The Cytoplasmic Domain of Alzheimer’s Amyloid-β Protein Precursor Causes Sustained Apoptosis Signal-Regulating Kinase 1/c-Jun NH2-Terminal Kinase-Mediated Neurotoxic Signal via Dimerization

Abstract

The biological function of full-length amyloid-β protein precursor (AβPP), the precursor of Aβ, is not fully understood. Multiple laboratories have reported that antibody binding to cell surface AβPP causes neuronal cell death. Here we examined whether induced dimerization of the cytoplasmic domain of AβPP (AβPP_CD) triggers neuronal cell death. In neurohybrid cells expressing fusion constructs of the epidermal growth factor (EGF) receptor with AβPP_CD (EGFR/AβPP hybrids), EGF drastically enhanced neuronal cell death in a manner sensitive to acetyl-l-aspartyl-l-glutamyl-l-valyl-l-aspartyl-aldehyde (Ac-DEVD-CHO; DEVD), GSH-ethyl ester (GEE), and pertussis toxin (PTX).
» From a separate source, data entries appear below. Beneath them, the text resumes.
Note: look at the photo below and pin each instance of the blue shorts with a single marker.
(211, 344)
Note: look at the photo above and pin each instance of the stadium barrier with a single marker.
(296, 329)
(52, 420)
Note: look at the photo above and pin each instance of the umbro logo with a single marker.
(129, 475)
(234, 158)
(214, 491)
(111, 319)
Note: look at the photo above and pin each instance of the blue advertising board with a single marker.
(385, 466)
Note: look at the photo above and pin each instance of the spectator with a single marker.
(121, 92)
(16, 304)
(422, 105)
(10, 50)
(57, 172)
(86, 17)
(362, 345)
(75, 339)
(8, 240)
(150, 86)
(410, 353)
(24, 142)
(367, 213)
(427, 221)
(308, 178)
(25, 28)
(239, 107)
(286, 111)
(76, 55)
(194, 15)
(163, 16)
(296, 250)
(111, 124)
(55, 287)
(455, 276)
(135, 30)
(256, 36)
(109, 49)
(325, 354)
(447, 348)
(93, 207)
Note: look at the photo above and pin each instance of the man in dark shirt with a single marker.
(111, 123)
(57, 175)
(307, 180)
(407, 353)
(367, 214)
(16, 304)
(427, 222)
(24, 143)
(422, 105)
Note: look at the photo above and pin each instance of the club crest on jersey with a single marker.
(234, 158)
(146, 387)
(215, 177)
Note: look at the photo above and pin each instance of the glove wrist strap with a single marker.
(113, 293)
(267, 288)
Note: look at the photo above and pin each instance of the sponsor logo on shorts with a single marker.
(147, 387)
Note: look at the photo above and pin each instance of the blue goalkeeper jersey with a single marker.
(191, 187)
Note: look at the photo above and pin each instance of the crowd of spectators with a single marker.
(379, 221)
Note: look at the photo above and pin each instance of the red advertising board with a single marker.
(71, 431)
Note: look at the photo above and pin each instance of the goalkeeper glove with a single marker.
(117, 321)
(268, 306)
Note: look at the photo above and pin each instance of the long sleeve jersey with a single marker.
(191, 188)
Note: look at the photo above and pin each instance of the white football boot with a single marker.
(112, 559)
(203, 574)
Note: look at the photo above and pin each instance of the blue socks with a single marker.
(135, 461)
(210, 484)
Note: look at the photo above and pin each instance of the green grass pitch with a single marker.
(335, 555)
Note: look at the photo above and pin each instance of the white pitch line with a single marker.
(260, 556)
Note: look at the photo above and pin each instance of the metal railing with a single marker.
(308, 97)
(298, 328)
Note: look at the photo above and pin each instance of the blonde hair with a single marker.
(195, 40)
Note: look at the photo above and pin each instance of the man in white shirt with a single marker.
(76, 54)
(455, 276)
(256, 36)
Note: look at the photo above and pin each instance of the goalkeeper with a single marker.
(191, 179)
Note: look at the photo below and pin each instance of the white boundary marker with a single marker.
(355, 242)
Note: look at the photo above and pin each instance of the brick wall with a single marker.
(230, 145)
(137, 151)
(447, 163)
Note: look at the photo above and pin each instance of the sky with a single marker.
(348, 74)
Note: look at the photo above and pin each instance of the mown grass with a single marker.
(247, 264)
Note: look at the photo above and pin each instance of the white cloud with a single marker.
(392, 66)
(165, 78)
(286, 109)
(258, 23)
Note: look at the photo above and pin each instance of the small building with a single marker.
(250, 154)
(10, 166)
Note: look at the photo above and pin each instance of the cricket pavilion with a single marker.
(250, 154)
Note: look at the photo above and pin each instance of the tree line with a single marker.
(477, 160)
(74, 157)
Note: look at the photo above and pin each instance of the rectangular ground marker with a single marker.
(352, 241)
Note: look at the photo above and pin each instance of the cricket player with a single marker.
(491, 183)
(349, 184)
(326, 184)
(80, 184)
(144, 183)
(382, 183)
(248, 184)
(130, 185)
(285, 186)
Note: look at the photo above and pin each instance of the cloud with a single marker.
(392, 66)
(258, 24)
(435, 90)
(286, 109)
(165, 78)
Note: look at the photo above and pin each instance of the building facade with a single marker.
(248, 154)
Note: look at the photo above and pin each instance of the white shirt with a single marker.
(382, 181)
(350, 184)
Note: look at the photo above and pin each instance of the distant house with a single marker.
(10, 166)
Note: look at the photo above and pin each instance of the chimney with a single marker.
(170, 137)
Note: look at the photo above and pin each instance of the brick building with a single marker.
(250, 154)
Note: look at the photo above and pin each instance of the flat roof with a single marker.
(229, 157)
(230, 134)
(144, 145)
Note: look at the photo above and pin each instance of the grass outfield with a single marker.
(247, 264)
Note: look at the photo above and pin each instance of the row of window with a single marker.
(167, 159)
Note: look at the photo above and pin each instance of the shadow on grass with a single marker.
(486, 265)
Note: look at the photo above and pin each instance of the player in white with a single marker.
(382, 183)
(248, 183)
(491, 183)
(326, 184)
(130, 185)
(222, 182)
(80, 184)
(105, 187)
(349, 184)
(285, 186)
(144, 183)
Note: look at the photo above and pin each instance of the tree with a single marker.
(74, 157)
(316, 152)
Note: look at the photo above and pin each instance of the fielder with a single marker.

Dominant-negative apoptosis signal-regulating kinase 1 (ASK1) blocked this neuronal cell death, but not α-synuclein-induced cell death. Constitutively active ASK1 (caASK1) caused DEVD/GEE-sensitive cell death in a manner resistant to PTX and sensitive to Humanin, which also suppressed neuronal cell death by EGFR/AβPP hybrid. ASK1 formed a complex with AβPP_CD via JIP-1b, the c-Jun N-terminal kinase (JNK)-interacting protein. EGFR/AβPP hybrid-induced and caASK1-induced neuronal cell deaths were specifically blocked by SP600125 (anthra[1,9-cd]pyrazol-6(2H)-one), a specific JNK inhibitor. Combined with our earlier study, these data indicate that dimerization of AβPP_CD triggers ASK1/JNK-mediated neuronal cell death. We also noticed a potential role of ASK1/JNK in sustaining the activity of this mechanism after initial activation by AβPP, which allows for the achievement of cell death by short-term anti-AβPP antibody treatment. Understanding the function of AβPP_CD and its downstream pathway should lead to effective anti-Alzheimer9s disease therapeutics.